Free Energy Risk Metrics for Systemically Safe AI: Gatekeeping Multi-Agent Study
Michael Walters, Rafael Kaufmann, Justice Sefas, Thomas Kopinski

TL;DR
This paper introduces a novel risk metric based on the Free Energy Principle for multi-agent AI systems, enabling transparent risk governance and demonstrating safety improvements in autonomous vehicle simulations.
Contribution
It proposes a Cumulative Risk Exposure metric grounded in the Free Energy Principle, offering a flexible, transparent framework for risk assessment in multi-agent AI systems.
Findings
Gatekeepers improve collective safety even at low penetration.
The framework accounts for uncertainty in world and preference models.

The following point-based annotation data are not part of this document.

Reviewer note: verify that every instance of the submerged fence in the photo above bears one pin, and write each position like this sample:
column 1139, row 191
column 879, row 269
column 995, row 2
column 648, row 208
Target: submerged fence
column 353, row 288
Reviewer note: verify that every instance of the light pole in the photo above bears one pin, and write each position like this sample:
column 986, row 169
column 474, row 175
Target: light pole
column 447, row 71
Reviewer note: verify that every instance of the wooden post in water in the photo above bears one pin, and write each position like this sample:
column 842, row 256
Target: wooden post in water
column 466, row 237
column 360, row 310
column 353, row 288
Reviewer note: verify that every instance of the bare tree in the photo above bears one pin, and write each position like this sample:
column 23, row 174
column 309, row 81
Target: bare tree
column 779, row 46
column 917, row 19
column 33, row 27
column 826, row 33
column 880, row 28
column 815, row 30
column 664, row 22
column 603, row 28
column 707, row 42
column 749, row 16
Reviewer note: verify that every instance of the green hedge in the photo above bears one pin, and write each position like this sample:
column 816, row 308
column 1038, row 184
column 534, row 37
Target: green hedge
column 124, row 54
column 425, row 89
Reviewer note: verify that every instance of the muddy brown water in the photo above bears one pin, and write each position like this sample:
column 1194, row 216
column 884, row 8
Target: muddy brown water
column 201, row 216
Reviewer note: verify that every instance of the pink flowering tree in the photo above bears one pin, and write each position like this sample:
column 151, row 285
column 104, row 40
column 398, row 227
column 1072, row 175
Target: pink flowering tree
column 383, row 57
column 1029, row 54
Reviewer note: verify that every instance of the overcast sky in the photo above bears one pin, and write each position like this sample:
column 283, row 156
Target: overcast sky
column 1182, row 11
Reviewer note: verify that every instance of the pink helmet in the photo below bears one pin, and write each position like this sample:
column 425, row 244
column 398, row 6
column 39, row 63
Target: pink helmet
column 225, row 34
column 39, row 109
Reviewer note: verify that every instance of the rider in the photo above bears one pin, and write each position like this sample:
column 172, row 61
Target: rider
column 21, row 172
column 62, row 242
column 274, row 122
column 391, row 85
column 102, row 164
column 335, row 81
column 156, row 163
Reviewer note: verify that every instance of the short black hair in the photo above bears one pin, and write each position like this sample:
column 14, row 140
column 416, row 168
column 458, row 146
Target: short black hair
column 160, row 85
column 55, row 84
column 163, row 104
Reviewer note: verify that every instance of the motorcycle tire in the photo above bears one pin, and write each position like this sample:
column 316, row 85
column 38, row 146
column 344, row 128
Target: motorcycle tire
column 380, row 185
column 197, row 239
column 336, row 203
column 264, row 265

Demonstrated in autonomous vehicle simulations with positive safety externalities.
Abstract
We investigate the Free Energy Principle as a foundation for measuring risk in agentic and multi-agent systems. From these principles we introduce a Cumulative Risk Exposure metric that is flexible to differing contexts and needs. We contrast this to other popular theories for safe AI that hinge on massive amounts of data or describing arbitrarily complex world models. In our framework, stakeholders need only specify their preferences over system outcomes, providing straightforward and transparent decision rules for risk governance and mitigation. This framework naturally accounts for uncertainty in both world model and preference model, allowing for decision-making that is epistemically and axiologically humble, parsimonious, and future-proof. We demonstrate this novel approach in a simplified autonomous vehicle environment with multi-agent vehicles whose driving policies are mediated…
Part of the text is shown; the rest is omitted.